Hat trick
MORE on what you did at school, but never since. Says Derek McKay: “I haven’t made a hat out of a poly bag to get home in the rain since leaving school. If the 5p levy was about in the 80s, half of Coatbridge would have been riddled with pleurisy.”
Corny answer
PRIME Minister Theresa May was asked on ITN what was the naughtiest thing she had ever done, and after much humming and hawing said running through a wheat field with her pals which left the farmer not best pleased.
“So she didn’t plump instead for calling an election that nobody wanted?” asks a reader.
Teething problems
GROWING old continued. A Renfrewshire reader tells us about a pal who fell heavily on his back while out hill-walking - a pursuit he had taken up on his retirement. Moving ever so slowly in case he had done himself a serious injury he reached round to check for damages - and pulled out his broken dentures from his back pocket.
All Greek to him
A WEST end reader in a crowded bar off Byres Road at the weekend was half-listening to a chap trying to impress a woman at the bar. Our reader did smile though when the woman leaned forward, patted the chap on the back of his hand, and told him: “Oh sweetie. If you have to tell people you’re an alpha male, you’re not.”
On the defensive
CONGRATULATIONS to advocate Donald Findlay for his incisive questioning of witnesses that helped Derek Whyte achieve a not guilty verdict in his trial over the ownership of Rangers.

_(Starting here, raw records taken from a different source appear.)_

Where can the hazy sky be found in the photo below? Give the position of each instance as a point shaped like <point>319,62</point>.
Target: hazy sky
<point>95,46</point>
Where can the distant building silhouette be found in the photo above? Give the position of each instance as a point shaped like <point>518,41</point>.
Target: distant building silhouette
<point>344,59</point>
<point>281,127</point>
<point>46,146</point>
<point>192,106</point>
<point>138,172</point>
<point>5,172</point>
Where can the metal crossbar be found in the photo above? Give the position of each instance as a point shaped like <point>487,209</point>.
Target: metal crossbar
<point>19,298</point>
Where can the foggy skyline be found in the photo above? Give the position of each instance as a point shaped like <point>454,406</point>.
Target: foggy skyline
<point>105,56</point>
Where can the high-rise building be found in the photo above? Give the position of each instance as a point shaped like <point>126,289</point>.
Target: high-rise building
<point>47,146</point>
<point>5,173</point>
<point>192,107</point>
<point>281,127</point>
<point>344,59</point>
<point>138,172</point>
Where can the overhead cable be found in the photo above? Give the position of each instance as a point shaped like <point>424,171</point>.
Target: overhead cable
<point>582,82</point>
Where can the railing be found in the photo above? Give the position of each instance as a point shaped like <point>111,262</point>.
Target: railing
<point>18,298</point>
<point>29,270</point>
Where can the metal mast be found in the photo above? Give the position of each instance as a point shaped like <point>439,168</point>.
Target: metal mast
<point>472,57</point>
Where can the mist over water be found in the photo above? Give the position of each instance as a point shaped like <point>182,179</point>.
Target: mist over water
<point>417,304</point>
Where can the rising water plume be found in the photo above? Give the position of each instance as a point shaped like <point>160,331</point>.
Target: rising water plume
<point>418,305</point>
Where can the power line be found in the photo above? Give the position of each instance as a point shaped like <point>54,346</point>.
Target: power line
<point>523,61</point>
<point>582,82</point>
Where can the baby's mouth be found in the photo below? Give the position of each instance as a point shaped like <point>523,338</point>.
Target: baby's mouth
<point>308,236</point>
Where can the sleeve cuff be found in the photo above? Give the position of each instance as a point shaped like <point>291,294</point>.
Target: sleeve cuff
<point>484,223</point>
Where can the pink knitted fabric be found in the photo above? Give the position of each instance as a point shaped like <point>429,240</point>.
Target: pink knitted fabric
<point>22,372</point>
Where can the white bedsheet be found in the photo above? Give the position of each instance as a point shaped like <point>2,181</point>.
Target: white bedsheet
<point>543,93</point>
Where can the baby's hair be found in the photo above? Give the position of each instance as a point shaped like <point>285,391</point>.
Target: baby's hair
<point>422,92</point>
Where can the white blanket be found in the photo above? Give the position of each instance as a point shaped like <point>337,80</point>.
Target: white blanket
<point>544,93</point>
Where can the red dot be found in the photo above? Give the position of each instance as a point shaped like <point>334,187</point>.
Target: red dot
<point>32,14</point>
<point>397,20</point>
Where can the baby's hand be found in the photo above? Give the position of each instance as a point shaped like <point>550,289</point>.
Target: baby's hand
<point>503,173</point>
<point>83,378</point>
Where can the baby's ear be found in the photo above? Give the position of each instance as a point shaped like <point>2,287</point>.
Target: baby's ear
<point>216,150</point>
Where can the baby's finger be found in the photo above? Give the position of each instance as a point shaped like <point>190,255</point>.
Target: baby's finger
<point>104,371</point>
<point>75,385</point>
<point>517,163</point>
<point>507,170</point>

A fan phones to tell us: “Sign Findlay! It’s quite clear he’s a world-class defender - just what Rangers need.”
Horsing around
THE Herald’s archive pictures of police horses remind horse expert Arthur Greenan in East Linton of when the City of Edinburgh Police had their stables beside a brewery. It was common for the officers to fetch some beer from next door as it helped put a shine on the horses’ coats when you brushed it in.
One officer, says Arthur, was returned to pounding the beat when he was adjudged to be drunk on duty after sampling too much of the beer himself. What made the crime worse was that his horse had lapped it up as well and was as tipsy as his rider.
Down Ayrshire way
THE growing concerns that foreign doctors are leaving the NHS because of Brexit reminds us of the Ayrshire reader who swears that a newly arrived Australian doctor at Crosshouse Hospital looked at a patient’s notes which stated that he lived in squalor and cheerfully asked: “Tell me mate, I’m new to these parts - is that far from Kilmarnock?”
Fur goodness sake
AN Edinburgh reader swears to us he was in his local coffee shop where a young woman rushed in to join her pals and told them: “Sorry I’m late. I tripped over my cat and had to stroke him for twenty minutes.”